A British diplomatic memo seen by Bloomberg said that Biden had assured his fellow world leaders at the G7 meeting in Cornwall, England that “critical US enablers” would remain in place.

The memo also indicated US officials were warning their overseas counterparts that the Taliban would “test the Afghan government militarily” before they started giving serious attention to the long-running peace talks with Western-backed leaders in Qatar, the outlet reported.

Meanwhile, Josep Borrell — the European Union’s High Representative for Foreign Affairs and Security Policy — was warning his counterpart, US Secretary of State Antony Blinken, that the American withdrawal risked throwing the military initiative to the Taliban and would threaten European security, the report said.

French president Emmanuel Macron reportedly said it’s the United States and NATO’s moral responsibility to help Afghans.
French president Emmanuel Macron reportedly said it’s the United States and NATO’s moral responsibility to help Afghans.
AFP via Getty Images

The calamitous fall of the Afghan government and the chaotic withdrawal that has followed has been greeted with anger in European capitals.

In London, members of Parliament condemned both the haphazard withdrawal and Biden’s remarks defending it Wednesday, using terms like “shameful,” “distasteful,” “dishonoring” and “disastrous.”

Meanwhile, the French government said President Emmanuel Macron told Biden Thursday that the US and its NATO allies have a “moral responsibility” to save Afghans who served with Western forces during the two-decade conflict from retribution by the Taliban.

“We cannot abandon them,” read the readout from the Elysee Palace, a phrase that did not appear in the White House readout of the same conversation.

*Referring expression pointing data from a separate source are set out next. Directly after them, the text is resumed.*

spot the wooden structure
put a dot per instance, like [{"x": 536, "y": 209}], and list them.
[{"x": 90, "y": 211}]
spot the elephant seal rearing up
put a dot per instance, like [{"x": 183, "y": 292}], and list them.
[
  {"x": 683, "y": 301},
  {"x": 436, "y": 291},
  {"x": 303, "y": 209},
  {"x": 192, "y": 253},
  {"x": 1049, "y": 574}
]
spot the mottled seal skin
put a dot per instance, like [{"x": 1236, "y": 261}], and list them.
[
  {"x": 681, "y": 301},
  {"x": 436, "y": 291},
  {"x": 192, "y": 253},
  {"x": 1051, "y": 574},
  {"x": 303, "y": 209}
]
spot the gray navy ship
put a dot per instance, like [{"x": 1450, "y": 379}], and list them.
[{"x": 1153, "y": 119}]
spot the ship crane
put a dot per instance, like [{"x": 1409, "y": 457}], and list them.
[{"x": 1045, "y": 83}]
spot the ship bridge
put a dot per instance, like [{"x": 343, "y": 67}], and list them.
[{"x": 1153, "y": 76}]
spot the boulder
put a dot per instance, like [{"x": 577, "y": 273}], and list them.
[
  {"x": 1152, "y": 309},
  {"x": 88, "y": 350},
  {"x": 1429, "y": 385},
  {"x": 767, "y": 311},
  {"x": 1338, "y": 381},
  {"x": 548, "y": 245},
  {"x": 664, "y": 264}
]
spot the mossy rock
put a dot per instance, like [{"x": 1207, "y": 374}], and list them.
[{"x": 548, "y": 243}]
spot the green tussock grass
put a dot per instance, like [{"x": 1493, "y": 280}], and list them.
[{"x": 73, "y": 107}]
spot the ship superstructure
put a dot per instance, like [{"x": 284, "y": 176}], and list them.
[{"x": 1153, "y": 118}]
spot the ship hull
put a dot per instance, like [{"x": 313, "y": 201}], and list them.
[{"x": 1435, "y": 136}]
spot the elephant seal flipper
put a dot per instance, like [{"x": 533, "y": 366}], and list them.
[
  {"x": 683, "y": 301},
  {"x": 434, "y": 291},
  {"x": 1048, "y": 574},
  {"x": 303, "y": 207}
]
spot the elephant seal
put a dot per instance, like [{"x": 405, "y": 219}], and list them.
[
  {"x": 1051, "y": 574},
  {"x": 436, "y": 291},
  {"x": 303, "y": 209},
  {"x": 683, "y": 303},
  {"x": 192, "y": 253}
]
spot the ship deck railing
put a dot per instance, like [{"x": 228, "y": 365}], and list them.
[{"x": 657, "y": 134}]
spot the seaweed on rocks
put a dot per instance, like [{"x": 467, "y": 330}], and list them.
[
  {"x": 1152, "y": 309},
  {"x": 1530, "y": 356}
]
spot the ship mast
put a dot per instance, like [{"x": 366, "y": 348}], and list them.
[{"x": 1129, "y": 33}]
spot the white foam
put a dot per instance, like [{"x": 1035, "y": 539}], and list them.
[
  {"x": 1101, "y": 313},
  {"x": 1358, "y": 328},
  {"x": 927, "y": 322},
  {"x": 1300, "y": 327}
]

In Brussels, NATO Secretary General Jens Stoltenberg implored the US Friday to keep forces in Afghanistan beyond the end of this month to assist in the evacuation of as many people as possible from Kabul’s Hamid Karzai International Airport.

“The US has stated that the timeline ends on the 31st of August, but several Allies raised during the discussion today, the need to potentially extend that to be able to get more people out,” Stoltenberg said following a meeting of NATO foreign ministers.

“Our focus is to get, of course, our own staff, people, people working for NATO, for NATO allied countries for partner countries, but also Afghans, and we are working hard to help the Afghans, we have been able to get some out but we, we are working on to get more Afghans out of Afghanistan,” he added.

In remarks from the White House Friday, Biden insisted that “our NATO allies are strongly standing with us” and added that he had seen “no question of our credibility from our allies around the world.”

In fact, he said, “the exact opposite thing” was happening.

“We’re acting with dispatch,” the president argued. “We’re acting — committing to what we said we would do.”